Knowledge, Values, and Technological Decisions: A Decision Theoretic Approach

9 Knowledge, Values, and Technological Decisions: A Decision Theoretic Approach
Acceptable Evidence

Ronald N. Giere

Oxford University Press

Before World War II, most decisions involving the introduction of new technologies were made primarily by individuals or corporations, with only minimal interference from government, usually in the form of regulations. Since the war, however, the increased complexity of modern technologies and their impact on society as a whole have tended to force the focus of decision making toward the federal government, although this power is still usually exercised in the form of regulation rather than outright control. Given the huge social consequences of many such decisions, it seems proper that the decision-making process be moved further into the public arena. Yet one may wonder whether the society has the resources and mechanisms for dealing with these issues. Thus, the nature of such controversies, and the possible means for their resolution, has itself become an object of intense interest.
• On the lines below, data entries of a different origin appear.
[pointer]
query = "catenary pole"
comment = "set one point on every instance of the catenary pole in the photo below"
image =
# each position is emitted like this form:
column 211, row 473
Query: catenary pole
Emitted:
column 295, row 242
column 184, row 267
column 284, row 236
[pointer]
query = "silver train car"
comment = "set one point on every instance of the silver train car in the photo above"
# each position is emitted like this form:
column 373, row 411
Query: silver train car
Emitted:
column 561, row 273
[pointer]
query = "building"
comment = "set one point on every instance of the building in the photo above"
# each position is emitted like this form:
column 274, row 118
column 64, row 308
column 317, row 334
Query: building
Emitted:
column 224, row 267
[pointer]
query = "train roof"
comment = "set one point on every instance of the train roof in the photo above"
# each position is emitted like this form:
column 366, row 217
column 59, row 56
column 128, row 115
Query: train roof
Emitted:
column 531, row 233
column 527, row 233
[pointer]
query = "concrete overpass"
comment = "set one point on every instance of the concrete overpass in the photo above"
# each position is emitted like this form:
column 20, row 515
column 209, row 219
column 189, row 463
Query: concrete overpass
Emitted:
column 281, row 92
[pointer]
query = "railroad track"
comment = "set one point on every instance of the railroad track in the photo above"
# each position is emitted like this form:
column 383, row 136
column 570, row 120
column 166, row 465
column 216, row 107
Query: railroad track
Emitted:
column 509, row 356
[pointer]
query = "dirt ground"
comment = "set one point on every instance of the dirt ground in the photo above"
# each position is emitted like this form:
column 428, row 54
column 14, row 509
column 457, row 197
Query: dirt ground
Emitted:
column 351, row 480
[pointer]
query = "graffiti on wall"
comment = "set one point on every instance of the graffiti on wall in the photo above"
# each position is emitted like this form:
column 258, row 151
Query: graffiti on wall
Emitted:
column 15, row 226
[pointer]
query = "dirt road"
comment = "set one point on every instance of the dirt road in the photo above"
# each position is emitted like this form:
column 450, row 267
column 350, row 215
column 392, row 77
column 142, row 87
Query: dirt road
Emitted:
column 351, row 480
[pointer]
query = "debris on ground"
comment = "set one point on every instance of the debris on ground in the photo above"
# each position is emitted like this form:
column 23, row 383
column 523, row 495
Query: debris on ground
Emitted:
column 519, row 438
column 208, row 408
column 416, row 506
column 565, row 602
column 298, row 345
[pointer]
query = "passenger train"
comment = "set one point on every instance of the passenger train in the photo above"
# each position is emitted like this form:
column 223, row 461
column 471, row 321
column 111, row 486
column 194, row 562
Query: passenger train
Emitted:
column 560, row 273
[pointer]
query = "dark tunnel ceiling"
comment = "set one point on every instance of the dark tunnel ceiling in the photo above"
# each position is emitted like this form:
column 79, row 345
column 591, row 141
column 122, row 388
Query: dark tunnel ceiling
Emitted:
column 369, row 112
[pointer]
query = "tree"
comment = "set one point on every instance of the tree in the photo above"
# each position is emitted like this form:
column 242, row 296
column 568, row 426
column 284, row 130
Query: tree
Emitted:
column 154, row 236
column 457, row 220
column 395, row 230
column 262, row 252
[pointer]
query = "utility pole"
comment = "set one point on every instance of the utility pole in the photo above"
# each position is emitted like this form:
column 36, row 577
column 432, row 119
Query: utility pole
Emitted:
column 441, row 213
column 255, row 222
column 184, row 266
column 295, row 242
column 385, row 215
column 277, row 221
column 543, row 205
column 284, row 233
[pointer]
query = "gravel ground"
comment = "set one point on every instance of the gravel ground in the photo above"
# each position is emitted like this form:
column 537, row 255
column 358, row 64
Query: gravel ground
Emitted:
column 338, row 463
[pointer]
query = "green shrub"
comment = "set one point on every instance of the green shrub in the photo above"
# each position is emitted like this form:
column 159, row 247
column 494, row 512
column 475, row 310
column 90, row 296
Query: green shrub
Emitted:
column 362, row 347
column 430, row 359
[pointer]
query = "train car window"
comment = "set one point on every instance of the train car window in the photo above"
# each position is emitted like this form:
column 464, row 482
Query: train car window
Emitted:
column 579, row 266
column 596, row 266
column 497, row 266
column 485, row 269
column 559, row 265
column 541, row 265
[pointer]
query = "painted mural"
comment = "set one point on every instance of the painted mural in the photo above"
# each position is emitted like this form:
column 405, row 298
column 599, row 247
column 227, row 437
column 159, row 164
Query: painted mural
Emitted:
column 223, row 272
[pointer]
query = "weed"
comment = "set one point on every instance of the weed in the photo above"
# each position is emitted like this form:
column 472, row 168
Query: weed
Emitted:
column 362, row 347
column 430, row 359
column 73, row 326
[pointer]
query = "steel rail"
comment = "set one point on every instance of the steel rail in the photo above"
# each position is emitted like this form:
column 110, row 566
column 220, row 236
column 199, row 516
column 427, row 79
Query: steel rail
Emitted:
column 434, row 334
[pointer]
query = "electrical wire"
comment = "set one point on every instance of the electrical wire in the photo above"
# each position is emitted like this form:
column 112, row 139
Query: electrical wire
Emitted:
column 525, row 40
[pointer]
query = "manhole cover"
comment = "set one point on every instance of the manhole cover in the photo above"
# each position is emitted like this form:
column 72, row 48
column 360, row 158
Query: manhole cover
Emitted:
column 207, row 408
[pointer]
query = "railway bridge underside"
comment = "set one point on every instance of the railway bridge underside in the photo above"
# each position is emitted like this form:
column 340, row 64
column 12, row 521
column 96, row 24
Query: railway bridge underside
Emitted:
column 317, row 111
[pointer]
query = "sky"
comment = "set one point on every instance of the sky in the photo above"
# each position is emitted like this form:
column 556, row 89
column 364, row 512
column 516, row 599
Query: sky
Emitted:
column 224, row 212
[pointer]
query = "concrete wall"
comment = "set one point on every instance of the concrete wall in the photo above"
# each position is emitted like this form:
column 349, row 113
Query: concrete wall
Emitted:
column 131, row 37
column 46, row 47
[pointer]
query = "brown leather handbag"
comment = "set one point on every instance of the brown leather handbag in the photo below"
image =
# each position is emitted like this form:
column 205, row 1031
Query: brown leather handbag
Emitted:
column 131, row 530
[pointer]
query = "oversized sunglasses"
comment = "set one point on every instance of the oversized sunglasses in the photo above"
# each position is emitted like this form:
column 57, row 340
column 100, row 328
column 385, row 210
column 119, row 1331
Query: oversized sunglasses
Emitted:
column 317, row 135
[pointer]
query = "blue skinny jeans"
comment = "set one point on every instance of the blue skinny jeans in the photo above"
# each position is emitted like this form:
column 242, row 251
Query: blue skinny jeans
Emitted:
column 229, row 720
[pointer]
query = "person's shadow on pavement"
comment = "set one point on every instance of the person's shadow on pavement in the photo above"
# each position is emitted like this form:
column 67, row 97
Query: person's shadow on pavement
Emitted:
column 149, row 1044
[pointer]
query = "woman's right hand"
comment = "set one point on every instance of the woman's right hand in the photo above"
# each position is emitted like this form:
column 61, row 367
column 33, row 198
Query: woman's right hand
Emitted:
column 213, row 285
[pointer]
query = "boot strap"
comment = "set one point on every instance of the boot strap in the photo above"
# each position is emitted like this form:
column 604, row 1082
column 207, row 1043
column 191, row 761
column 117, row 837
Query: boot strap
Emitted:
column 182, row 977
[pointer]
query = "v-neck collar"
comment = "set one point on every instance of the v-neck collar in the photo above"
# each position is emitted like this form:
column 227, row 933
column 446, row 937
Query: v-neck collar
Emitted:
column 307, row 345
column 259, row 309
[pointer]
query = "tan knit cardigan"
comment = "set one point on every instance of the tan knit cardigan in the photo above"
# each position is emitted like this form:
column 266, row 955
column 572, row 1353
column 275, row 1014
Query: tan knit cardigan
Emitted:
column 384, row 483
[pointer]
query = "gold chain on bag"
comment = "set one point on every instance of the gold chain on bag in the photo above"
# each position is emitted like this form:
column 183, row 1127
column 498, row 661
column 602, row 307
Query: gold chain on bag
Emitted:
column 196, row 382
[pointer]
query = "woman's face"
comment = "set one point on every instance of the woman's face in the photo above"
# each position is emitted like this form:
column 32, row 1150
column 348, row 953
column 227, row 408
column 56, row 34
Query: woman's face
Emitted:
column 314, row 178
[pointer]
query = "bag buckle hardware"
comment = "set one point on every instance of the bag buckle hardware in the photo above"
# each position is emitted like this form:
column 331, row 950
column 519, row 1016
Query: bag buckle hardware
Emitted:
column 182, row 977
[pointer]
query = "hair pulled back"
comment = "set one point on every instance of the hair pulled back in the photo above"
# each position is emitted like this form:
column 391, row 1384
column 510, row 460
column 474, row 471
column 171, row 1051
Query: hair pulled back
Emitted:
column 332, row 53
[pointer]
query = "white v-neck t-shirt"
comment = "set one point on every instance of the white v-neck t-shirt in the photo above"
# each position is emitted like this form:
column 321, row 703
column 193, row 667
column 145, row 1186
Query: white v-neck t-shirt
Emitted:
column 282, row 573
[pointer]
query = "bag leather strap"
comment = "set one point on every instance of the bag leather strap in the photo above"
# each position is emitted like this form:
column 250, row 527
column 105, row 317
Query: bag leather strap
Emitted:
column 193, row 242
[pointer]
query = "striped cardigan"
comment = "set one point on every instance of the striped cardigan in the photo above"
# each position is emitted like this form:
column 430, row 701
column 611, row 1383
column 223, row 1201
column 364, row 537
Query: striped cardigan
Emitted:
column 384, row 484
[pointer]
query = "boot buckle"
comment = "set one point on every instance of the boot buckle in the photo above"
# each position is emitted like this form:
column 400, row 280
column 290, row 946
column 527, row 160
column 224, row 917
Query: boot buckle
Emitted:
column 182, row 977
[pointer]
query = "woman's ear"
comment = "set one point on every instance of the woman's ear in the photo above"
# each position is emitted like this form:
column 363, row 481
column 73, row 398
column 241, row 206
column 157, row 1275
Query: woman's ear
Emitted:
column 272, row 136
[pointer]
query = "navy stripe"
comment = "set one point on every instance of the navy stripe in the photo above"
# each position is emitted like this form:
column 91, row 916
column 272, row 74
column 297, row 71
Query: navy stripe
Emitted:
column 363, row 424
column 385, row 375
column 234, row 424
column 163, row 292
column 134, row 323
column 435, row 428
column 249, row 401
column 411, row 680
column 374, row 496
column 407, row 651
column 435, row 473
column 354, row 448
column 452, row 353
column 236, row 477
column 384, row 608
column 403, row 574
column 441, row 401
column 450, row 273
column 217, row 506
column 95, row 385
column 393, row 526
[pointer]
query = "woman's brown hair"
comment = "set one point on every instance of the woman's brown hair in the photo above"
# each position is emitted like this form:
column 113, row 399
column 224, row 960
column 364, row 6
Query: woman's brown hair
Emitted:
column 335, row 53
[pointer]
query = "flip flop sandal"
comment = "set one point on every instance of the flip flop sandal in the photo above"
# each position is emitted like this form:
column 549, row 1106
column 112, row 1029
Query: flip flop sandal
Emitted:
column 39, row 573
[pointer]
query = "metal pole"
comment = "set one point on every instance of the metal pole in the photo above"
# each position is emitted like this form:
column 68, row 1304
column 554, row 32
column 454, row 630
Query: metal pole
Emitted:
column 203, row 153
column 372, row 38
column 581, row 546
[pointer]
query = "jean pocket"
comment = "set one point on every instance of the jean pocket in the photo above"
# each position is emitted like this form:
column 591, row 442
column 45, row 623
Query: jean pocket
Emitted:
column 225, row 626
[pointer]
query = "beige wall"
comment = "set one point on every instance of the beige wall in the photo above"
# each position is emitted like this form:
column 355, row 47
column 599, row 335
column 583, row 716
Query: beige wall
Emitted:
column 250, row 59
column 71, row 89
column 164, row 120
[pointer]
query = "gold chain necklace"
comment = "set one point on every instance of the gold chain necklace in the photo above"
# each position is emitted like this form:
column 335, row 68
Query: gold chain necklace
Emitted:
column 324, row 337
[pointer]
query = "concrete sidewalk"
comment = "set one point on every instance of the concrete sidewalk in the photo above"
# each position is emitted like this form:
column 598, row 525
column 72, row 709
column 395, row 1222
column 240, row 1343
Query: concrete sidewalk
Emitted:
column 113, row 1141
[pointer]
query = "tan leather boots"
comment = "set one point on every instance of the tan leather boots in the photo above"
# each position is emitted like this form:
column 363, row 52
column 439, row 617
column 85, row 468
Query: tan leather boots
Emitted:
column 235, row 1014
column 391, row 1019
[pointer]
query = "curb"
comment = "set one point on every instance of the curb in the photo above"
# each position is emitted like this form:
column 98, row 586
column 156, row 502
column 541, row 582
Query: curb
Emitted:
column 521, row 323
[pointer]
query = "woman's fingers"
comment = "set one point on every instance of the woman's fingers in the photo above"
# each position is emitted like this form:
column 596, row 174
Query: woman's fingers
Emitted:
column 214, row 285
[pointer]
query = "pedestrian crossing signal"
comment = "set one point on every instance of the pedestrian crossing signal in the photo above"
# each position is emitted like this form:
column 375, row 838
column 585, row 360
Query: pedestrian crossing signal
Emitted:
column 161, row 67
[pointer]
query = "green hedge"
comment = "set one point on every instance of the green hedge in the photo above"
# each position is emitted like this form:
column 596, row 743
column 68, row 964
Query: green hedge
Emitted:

One may approach this subject from at least as many directions as there are academic specialties. Many approaches are primarily empirical in that they attempt to determine the social and political mechanisms that are currently operative in the generation and resolution of controversies over new technologies (Nelkin 1979). Such studies usually do not attempt to determine whether the social mechanisms actually operating are effective mechanisms in the sense that they tend to produce decisions that in fact result in the originally desired out comes. The approach of this chapter is much more theoretical. It begins with a standard model of decision making and then analyzes the nature of technological decisions in terms of the postulated model. The advantage of such an approach is that it provides a clear and simple framework for both analyzing a controversy and judging its outcome. The disadvantage is that it tells us little about the actual social and political processes in the decision. Eventually we would like an account that incorporates both theoretical and empirical viewpoints. Regarding the proposed model, there are several ingredients in any decision. This chapter concentrates on one of these ingredients: scientific knowledge, particularly statistical knowledge of the type associated with studies of low-level environmental hazards. There is no presumption, however, that statistical knowledge, or scientific knowledge generally, is the most important ingredient in any decision.